In April 2017, I was diagnosed with incurable kidney cancer and given a poor prognosis of just months.  Following surgery, radiotherapy, and chemo, I was delighted to be discharged in September 23.  I was told there was now little chance the cancer would return.  However, due to a lab mistake, one of my last blood tests was analysed for psa instead of kidney function.  My psa was 13.1.  I now have an urgent referral for investigation.

 

Despite the previous cancer diagnosis and treatment, I am fit, healthy, highly mentally alert, and young for my age at 77.5.  I am not on any medication.  I can nip comfortably up numerous flights of stairs and frequently do.  I have a good bmi, don't smoke or drink etc.  I would say my biological age is much lower than my chronological age.

 

I had a nephro ureterectomy.  I now only have one kidney and am classified as Stage 3b CKD due to reduced kidney function in the remaining kidney, post-nephrectomy.  This does not impinge on my life, and I have a normal diet and existence.  

 

I had HOLEP 11 years ago in 2012.  In 2018 my psa was 1.49.  In July 23 it was 13.1, two months later in September 23 it is 13.37.  Does the previous HOLEP make this latter psa more significant, even if my prostate appears to have regrown over the past 11 years?

 

Following the inadvertent psa, the oncologist referred to (what was) my final ct with contrast in August 2023.  I was told they saw “heterogeneity enhancement of prostate similar to the ct” from the previous year.  They also said that if it was PCa it appeared to be contained within the prostate.

 

I also had my annual cystoscopy in August 2023, in which my bladder was clear.  Due to a declining flow and a little hesitancy, at the last few annual cystoscopies, I have asked how my prostate was looking.  They said it is growing and you need a redo.

 

I don’t get up more than once in the night, and it is usually after about 6 hours, and I could hold it longer if I choose.  I have no urgency or discomfort.  I don’t fret about toilets when out and about.  Personal dipstick tests show no blood, and all the other parameters are normal.

 

The oncologist said that despite me being a “fit man” surgery would not be offered, and very briefly hinted at the possibility of VMat IMRT with a few months of HT.  Now what to do? 

 

I know it is early days in the process, but want to be as prepared as I can be.  I absolutely don’t want to skew the suggestions and want to leave all options open, but considering my age and medical history Is WW or AS ‘the’ viable option?  I also want to be around for my wife as long as possible, and that is a prime consideration.

 

Having researched all the different options from private focal HIFU to robotic prostatectomy,  I ended up at RT, which having read some personal experiences believe it could potentially significantly impact my QOL.  The same goes for HT.  I have an even greater antipathy towards the latter considering what it could do to my QOL.  Is RT viable without HT?  Could it, would it give more years, or is it just months?

 

I know there is a considerable waiting list at my hospital.  I don’t want to have HT given as a holding option for months.  There is mpMRi at the hospital so I also don’t want to be directly pushed towards a TRUS biopsy as an alternative.  In fact, I worry about multiple biopsies generally in terms of potential infection, prostatitis, and sepsis.  Also, could the ‘genie be let out of the bottle’?  I think they only do transrectal biopsies.  I could use savings for an mpMRI and trans perineal biopsies.  Should I opt for the latter?

 

Apologies for the longish first post.  I welcome advice because I have been going around in circles and getting quite anxious over the whole matter.

 

Jonal



User
Posted 26 Sep 2023 at 15:51
It doesn't sound like you have actually got a diagnosis yet? MPMRI will be key to obtaining one but you can't be diagnosed without a biopsy.

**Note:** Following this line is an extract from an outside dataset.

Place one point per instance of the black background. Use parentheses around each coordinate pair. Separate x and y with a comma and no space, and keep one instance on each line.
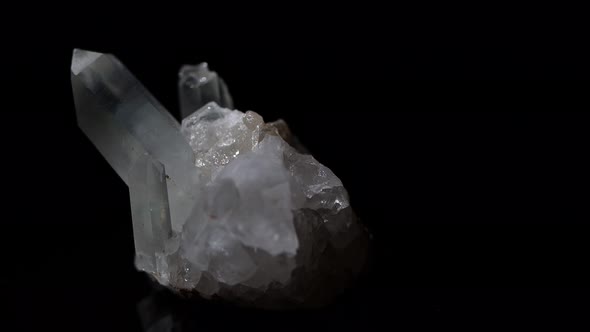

It's not beyond reason that all the fiddling and poking for your bladder cancer has artificially raised your PSA. Only a biopsy can be certain.

Paying for tests privately is a way to get a quicker diagnosis, you are right to be concerned about TRUS biopsies.

User
Posted 26 Sep 2023 at 16:04

Sorry to hear of your second possible cancer battle, but well done on the last one.

I don't think HoLEP will have any impact on your PSA after a few months, and certainly not 11 years later, but a cystoscopy will have temporarily pushed up your PSA.

You haven't yet been diagnosed with prostate cancer as far as I can see - that can only be done with a biopsy, and before that you'd have an MRI scan.

It's premature to start thinking about treatments when you don't know if you have prostate cancer, and if you do, the extent and grading of it isn't known. That's a key factor in choosing treatments.

It looks like you have some agonising weeks while you await the various test results. I hope you have a good outcome, ideally with no cancer found.

Your urinary symptoms are very mild and most likely due to enlarged prostate which is nothing to do with prostate cancer.

Most places do transperineal biopsies now, although I know one place which still does trans-rectal, and have heard they're reappeared in some others because the numbers going through exceed their capabilities with trans-perineal trained clinicians. You should be sent for mpMRI before the biospy as they use the images to guide where samples are needed from. You shouldn't have to pay for either.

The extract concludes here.